What the numbers actually say
The growth isn’t just a one‑day spike; it’s backed by multiple data points:
Sustained six‑day growth
DuckDuckGo said the install growth was sustained for six consecutive days, indicating a real shift rather than a fluke.
Third‑party app data confirms it
App analytics firm Apptopia found:
- A 29% increase in average daily downloads of the DuckDuckGo app in the U.S.
- A 12% increase globally over the same period.
This aligns closely with DuckDuckGo’s own reported install surge.
Growth continued over Memorial Day weekend
DuckDuckGo noted that the trend was stronger in the U.S. and that it continued to gain users over the Memorial Day weekend, when it usually sees a dip in traffic. That’s a strong sign the migration is real, not just a short‑term curiosity.
How DuckDuckGo’s AI‑free stance differs from Google’s
The key contrast is choice vs. force‑feed:
DuckDuckGo
AI features are optional and can be fully disabled.
The noai.duckduckgo.com page turns off all AI features by default.
DuckDuckGo runs its own search index, makes money through contextual ads tied to the query (not user profiles), and handles around 100 million searches daily.
AI Overviews and AI Mode are now a core part of Search, with Google’s future built around an AI‑first search model.
The company points out that users can use a web filter on Search to see mostly blue links, but many users still find AI features hard to fully avoid, especially in the mobile app.
This “AI‑free by default” positioning is exactly what’s attracting users who feel Google is changing the fundamental search experience without their consent.
What this means for the search landscape
The backlash is part of a broader shift:
Users are looking for alternatives
Beyond DuckDuckGo, other options gaining traction include:
Kagi: a paid search engine that charges subscriptions instead of selling ads, with AI summaries off by default.
Brave Search: built its own independent index, with AI toggled on/off and custom “Goggles” to filter results.
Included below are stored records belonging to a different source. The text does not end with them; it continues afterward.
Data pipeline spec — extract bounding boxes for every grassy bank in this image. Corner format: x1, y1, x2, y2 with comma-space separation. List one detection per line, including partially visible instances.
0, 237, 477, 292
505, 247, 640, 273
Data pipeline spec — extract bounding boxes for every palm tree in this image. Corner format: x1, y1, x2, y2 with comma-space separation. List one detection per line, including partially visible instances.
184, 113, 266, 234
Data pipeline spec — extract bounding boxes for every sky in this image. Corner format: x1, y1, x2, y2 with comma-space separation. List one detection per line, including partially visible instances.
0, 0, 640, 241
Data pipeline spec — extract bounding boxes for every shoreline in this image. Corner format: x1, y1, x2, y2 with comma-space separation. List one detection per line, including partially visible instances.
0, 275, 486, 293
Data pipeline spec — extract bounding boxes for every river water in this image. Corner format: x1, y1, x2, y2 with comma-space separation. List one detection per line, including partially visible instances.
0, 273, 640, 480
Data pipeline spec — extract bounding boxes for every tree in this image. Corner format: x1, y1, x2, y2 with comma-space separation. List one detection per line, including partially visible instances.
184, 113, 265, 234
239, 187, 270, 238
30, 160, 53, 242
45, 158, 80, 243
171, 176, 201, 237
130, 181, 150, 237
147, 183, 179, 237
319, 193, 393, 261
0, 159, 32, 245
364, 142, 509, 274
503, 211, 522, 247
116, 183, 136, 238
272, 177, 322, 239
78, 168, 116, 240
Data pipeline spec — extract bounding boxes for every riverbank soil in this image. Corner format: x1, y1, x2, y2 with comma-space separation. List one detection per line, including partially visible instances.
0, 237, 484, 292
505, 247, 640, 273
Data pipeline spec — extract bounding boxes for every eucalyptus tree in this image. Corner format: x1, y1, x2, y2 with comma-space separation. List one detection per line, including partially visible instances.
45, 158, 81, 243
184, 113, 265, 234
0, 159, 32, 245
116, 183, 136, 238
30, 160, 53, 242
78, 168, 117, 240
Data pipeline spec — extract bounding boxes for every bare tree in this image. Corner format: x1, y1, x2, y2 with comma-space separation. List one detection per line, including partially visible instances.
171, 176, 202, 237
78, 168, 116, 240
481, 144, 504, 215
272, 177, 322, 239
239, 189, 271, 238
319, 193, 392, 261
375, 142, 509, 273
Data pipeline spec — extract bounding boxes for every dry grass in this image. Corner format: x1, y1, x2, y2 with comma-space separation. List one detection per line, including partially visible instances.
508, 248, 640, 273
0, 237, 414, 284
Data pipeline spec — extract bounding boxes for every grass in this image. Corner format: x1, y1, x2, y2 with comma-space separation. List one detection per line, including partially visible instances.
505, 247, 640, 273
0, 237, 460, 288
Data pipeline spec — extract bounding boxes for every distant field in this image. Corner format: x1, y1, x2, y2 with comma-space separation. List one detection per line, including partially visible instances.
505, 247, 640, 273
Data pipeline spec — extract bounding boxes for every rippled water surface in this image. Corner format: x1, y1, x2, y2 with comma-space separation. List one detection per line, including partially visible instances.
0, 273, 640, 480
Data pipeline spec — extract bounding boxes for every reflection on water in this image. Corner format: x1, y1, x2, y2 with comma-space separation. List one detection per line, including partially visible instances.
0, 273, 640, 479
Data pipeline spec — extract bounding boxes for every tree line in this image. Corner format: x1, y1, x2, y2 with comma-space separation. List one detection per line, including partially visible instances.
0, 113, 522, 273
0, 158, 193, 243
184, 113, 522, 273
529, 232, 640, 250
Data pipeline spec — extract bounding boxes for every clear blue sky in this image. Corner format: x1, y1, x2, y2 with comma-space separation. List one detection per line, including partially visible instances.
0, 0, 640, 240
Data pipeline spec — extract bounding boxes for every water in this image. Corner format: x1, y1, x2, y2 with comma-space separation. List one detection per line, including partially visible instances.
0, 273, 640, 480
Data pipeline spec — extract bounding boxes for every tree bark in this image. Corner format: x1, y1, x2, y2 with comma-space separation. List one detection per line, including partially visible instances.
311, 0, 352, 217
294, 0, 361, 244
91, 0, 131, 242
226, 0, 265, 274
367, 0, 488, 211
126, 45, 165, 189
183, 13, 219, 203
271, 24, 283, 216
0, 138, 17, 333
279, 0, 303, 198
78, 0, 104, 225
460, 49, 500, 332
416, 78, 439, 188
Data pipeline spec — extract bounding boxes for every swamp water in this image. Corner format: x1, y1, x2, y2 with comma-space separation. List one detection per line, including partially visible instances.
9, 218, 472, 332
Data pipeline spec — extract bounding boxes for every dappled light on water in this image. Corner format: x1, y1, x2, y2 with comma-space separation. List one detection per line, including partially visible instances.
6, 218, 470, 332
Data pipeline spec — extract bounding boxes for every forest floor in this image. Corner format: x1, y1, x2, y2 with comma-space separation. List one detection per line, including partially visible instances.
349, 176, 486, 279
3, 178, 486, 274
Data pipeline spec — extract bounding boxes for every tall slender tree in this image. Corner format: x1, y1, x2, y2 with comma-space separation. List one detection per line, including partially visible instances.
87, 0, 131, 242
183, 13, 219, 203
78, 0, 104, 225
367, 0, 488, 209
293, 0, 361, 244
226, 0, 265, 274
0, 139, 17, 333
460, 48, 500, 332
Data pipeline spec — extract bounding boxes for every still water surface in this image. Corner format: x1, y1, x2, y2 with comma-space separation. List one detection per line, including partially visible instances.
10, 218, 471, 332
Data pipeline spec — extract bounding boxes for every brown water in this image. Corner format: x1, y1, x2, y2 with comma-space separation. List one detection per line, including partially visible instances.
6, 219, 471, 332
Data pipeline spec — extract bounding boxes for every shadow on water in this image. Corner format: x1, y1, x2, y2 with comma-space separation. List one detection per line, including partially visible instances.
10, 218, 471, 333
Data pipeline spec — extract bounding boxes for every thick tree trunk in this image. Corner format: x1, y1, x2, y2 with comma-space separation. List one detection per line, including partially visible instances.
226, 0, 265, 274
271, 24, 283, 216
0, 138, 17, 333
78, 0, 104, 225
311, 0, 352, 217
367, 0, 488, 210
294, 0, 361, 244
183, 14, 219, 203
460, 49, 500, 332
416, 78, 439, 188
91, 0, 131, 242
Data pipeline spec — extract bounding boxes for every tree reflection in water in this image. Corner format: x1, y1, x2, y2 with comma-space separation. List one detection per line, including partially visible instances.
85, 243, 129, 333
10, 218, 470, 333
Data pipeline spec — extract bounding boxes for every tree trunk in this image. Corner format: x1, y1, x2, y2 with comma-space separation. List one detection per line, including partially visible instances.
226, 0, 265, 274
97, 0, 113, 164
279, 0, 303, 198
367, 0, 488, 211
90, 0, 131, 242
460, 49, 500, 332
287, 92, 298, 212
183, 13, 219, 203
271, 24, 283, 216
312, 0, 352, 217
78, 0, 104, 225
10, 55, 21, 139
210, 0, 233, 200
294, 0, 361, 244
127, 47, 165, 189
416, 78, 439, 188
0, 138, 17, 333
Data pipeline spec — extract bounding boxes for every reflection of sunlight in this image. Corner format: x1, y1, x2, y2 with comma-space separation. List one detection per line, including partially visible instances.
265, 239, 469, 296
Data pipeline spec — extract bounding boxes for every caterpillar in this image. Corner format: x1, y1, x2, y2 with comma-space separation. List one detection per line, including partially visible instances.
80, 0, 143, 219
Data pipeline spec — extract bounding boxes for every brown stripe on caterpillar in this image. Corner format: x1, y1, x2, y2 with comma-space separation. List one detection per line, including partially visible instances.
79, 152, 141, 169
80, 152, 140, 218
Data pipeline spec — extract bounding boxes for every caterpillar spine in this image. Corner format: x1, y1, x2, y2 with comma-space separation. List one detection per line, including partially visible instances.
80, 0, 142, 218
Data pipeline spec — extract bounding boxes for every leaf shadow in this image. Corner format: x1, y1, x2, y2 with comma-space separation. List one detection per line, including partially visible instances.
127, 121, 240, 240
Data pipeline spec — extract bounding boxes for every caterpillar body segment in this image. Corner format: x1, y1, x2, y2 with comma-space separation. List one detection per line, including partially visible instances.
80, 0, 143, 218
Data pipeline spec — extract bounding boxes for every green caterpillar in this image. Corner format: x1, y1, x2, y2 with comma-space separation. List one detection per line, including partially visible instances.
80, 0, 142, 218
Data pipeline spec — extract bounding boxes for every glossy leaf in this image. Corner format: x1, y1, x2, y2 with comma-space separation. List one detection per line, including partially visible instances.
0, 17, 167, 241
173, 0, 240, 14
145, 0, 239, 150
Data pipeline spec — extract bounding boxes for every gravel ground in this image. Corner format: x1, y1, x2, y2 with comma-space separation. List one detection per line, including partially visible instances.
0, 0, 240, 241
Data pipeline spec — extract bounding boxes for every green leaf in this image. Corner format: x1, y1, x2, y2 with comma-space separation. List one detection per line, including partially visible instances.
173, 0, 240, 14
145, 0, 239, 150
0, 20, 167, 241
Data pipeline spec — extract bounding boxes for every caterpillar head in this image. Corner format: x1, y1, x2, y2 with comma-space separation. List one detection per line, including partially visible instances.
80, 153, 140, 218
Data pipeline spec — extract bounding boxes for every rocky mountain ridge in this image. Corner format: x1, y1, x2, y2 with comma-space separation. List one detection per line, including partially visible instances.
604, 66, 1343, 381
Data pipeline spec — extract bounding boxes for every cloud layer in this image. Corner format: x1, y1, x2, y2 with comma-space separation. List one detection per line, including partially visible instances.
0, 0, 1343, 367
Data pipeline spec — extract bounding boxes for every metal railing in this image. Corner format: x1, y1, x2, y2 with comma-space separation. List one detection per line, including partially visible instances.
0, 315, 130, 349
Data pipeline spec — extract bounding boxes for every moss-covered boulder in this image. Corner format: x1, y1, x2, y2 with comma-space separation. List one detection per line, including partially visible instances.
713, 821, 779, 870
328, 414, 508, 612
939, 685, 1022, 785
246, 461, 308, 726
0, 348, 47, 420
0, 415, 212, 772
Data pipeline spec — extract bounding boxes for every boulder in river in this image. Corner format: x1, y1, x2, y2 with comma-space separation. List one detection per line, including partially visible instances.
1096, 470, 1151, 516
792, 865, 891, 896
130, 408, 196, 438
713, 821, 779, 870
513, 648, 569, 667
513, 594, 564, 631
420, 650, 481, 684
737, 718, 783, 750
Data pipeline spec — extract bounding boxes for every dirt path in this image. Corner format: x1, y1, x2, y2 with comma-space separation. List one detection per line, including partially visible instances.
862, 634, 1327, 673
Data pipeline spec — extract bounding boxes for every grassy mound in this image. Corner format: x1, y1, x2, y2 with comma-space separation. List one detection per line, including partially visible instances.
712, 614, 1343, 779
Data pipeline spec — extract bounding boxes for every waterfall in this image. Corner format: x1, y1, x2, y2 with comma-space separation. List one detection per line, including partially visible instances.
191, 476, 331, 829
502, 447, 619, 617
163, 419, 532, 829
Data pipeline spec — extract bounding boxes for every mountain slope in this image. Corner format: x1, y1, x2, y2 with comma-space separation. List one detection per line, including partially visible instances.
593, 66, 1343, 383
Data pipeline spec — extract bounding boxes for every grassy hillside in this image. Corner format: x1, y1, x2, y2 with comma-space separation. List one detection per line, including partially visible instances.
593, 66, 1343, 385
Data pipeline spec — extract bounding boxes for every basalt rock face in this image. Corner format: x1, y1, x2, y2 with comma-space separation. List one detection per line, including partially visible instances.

Startpage: acts as a privacy proxy for Google, returning Google results without Google knowing who you are, and lets you turn off AI features.
The common thread is choice: every one of these lets you turn AI off entirely; Google does not.
The “zero‑click search” problem
Zero‑click searches now account for roughly 60% of all Google queries, and for news‑related searches, that figure rose to 69% in the year after AI Overviews launched. Users who want more than an AI summary are finding fewer reasons to click through, which is hurting publishers and also annoying users who miss the “link‑based” era.
Google’s denial vs. user behavior
Google has publicly denied that AI search is killing traffic, saying total organic click volume has been “relatively stable” and that average click quality has slightly increased. But DuckDuckGo’s install surge and the rise of AI‑free alternatives suggest that enough users are dissatisfied to drive real migration, even if aggregate numbers look stable.
At its core, DuckDuckGo installs are up 30% as users reject being ‘force‑fed’ Google’s AI Search is a story about control. Users are increasingly saying: “I want to search without being forced into an AI summary I didn’t ask for.” DuckDuckGo is the clearest beneficiary so far, but the bigger picture is that the search market is starting to split into AI‑first, force‑fed experiences and AI‑opt‑out, choice‑driven experiences. If Google doesn’t make it easier to go back to a classic, link‑based search, expect more users to keep voting with their installs.